Authors' contributions
RS, JM and GK conceived and designed the study and drafted the original protocol. AR helped in community sensitization, preparing the health education modules and supervised the field staff training. VR and VB helped revise the study protocol, and set up and maintain the geodatabases. SSRA supervised the laboratory assays.
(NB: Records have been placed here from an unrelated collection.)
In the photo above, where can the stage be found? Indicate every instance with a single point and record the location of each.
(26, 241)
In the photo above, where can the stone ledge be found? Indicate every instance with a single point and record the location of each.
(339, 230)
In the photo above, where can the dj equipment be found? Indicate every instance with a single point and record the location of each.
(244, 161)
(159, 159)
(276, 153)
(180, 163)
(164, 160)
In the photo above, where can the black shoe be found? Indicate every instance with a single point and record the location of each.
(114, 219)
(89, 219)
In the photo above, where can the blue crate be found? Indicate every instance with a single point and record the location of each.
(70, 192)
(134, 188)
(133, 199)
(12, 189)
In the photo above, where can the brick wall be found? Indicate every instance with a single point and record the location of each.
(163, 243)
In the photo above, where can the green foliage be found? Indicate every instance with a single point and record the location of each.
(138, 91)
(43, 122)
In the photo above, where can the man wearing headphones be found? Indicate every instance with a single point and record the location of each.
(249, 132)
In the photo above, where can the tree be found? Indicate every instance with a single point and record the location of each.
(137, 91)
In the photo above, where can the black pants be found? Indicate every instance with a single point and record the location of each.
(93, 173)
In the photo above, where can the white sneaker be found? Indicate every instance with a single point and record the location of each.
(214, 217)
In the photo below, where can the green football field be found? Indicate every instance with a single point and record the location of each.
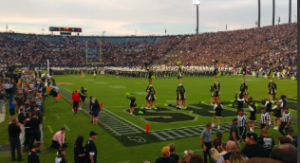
(121, 135)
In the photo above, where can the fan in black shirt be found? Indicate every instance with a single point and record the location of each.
(79, 155)
(91, 149)
(252, 148)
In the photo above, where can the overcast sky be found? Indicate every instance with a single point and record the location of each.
(123, 17)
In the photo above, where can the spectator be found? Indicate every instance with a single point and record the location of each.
(95, 113)
(196, 159)
(79, 155)
(40, 116)
(265, 140)
(237, 158)
(165, 158)
(75, 101)
(12, 107)
(55, 93)
(223, 147)
(22, 118)
(215, 155)
(285, 153)
(234, 133)
(231, 149)
(262, 160)
(252, 148)
(35, 133)
(290, 133)
(286, 121)
(61, 157)
(186, 158)
(172, 150)
(91, 149)
(13, 132)
(218, 141)
(284, 140)
(206, 141)
(58, 139)
(32, 156)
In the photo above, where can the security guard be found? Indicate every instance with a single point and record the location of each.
(14, 131)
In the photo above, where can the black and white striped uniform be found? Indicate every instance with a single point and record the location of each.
(286, 117)
(252, 112)
(268, 106)
(264, 117)
(218, 110)
(242, 124)
(240, 103)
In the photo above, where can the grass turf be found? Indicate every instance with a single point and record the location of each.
(111, 91)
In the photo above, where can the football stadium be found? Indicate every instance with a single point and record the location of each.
(214, 96)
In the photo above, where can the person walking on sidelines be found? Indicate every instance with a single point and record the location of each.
(32, 156)
(79, 155)
(206, 141)
(75, 101)
(22, 118)
(14, 131)
(243, 123)
(218, 108)
(95, 112)
(286, 121)
(264, 119)
(35, 133)
(91, 149)
(58, 139)
(12, 107)
(40, 116)
(55, 93)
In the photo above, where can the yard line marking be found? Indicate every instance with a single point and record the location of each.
(50, 129)
(67, 127)
(123, 162)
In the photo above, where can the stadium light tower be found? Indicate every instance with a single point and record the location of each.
(273, 13)
(258, 21)
(197, 3)
(290, 11)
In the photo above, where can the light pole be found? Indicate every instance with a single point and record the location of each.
(197, 3)
(103, 35)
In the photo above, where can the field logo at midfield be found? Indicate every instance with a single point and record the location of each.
(117, 86)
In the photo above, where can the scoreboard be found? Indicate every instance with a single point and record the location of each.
(65, 29)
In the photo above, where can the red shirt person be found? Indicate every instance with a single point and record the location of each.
(75, 100)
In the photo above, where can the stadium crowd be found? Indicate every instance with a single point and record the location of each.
(258, 47)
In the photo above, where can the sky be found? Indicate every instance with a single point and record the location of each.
(140, 17)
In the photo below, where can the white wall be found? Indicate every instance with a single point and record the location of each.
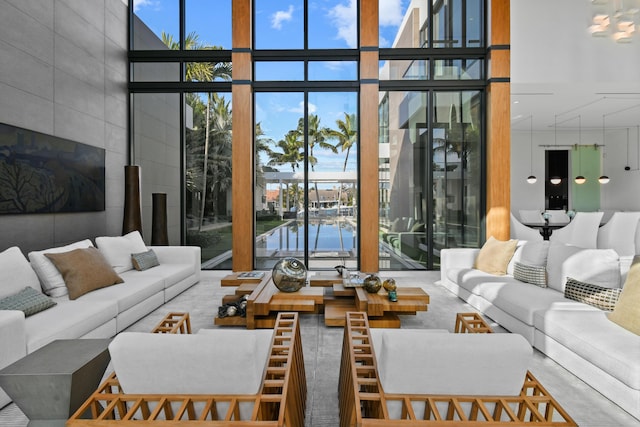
(63, 72)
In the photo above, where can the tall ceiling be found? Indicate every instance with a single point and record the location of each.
(561, 74)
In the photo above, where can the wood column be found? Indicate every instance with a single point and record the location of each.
(242, 139)
(499, 122)
(369, 89)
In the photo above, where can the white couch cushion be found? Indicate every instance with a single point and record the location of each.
(16, 273)
(67, 320)
(592, 336)
(118, 250)
(137, 287)
(50, 278)
(530, 253)
(416, 361)
(215, 362)
(522, 300)
(475, 280)
(596, 266)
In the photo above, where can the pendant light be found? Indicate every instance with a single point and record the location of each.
(531, 179)
(604, 179)
(579, 179)
(555, 180)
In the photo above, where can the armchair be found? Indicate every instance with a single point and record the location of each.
(189, 380)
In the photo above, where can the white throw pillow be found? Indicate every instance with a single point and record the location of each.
(118, 250)
(530, 253)
(16, 273)
(50, 278)
(595, 266)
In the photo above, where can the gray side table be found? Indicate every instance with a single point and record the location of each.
(51, 383)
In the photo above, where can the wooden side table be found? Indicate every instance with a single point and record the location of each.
(51, 383)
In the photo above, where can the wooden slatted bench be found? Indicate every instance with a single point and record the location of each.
(280, 402)
(364, 403)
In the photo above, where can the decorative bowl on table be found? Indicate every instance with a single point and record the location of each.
(372, 283)
(289, 274)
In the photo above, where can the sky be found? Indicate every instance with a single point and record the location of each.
(279, 25)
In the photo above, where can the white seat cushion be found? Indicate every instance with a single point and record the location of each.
(67, 320)
(216, 362)
(416, 361)
(522, 300)
(592, 336)
(16, 273)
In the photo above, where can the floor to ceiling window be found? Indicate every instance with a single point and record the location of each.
(431, 131)
(308, 74)
(306, 134)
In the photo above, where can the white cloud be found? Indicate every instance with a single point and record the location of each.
(300, 108)
(390, 12)
(280, 16)
(138, 4)
(344, 18)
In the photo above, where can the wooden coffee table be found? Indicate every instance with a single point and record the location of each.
(264, 301)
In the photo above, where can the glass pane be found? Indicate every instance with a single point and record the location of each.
(457, 169)
(404, 69)
(474, 28)
(332, 144)
(333, 24)
(447, 23)
(279, 187)
(208, 177)
(333, 70)
(279, 25)
(458, 69)
(200, 32)
(155, 72)
(208, 71)
(152, 20)
(279, 71)
(156, 145)
(402, 179)
(391, 14)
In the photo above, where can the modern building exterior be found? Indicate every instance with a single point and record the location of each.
(420, 151)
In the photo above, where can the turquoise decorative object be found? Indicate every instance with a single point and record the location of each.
(289, 274)
(372, 283)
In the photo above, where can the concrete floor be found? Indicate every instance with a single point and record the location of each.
(322, 349)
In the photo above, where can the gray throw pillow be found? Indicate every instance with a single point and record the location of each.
(27, 300)
(144, 260)
(597, 296)
(534, 274)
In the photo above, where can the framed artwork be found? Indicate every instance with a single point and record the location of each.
(41, 173)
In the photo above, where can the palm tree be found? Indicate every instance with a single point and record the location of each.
(316, 136)
(291, 152)
(203, 72)
(346, 134)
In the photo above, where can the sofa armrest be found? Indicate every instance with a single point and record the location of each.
(13, 336)
(178, 255)
(456, 258)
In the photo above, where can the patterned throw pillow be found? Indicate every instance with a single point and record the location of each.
(597, 296)
(144, 260)
(535, 274)
(28, 300)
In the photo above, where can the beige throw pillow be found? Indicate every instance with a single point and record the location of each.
(84, 270)
(495, 255)
(627, 310)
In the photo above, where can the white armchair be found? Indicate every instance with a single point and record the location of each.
(619, 233)
(582, 231)
(522, 232)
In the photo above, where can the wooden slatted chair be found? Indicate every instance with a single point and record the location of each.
(280, 402)
(363, 401)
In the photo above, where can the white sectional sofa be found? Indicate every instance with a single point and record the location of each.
(578, 336)
(100, 313)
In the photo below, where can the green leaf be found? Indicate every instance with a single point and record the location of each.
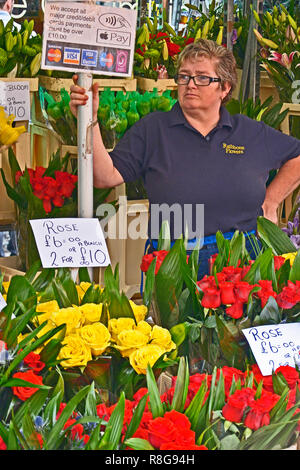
(295, 269)
(154, 397)
(274, 237)
(136, 418)
(138, 444)
(181, 386)
(54, 433)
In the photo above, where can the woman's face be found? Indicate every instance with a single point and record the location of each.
(193, 97)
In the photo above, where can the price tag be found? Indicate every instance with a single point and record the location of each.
(93, 38)
(70, 242)
(274, 345)
(15, 98)
(2, 303)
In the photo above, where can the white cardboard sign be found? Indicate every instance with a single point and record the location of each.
(81, 37)
(15, 98)
(2, 303)
(274, 345)
(70, 242)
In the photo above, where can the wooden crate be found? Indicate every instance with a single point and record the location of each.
(54, 85)
(286, 206)
(267, 88)
(164, 84)
(23, 155)
(33, 91)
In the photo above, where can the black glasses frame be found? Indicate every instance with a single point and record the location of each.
(211, 79)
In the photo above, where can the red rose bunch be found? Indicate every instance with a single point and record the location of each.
(35, 365)
(52, 191)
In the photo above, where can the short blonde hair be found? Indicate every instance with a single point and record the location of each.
(224, 59)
VV assisted with the study coordination and data management. RS was responsible for the clinical management of patients during the mass drug administration campaigns. VR and KG provided their expertise and guidance related to the clinical aspects of the study and in monitoring safety of the participants. RMA, NCG and SJB provided critical inputs on the study design, statistical analysis and model building. All authors read and approved the final manuscript.
Funding
This study is funded by the Wellcome Trust/DBT India Alliance through an Early Career Fellowship to RS (Grant number: IA/E/12/1/500750). SJB is supported by a Wellcome Trust Senior Fellowship in Basic Biomedical Science (Grant number: 098045).
Declaration of conflicting interests
RMA is a non-executive director of GlaxoSmithKline (GSK), one of the manufacturers of albendazole. The albendazole was purchased from the CMC pharmacy and GSK did not play any role in study design, data collection and analysis, decision to publish, or preparation of the manuscript.
Acknowledgements
We are grateful to the Health and Family Welfare Department, Government of Tamil Nadu for providing us permission to carry out this study in the tribal block. We thank P.K. Saravanakumar and V. Srinivasan for their help with field worker training and preparing and piloting the study questionnaires. We also thank R. Raju for his help with the community mobilization. We acknowledge the help and support extended by the field team, and the laboratory and office staff of the Wellcome Trust Research Laboratory, Division of Gastrointestinal Sciences, Christian Medical College, Vellore. We are indebted to the residents of the Jawadhu Hills for their enthusiastic participation and support.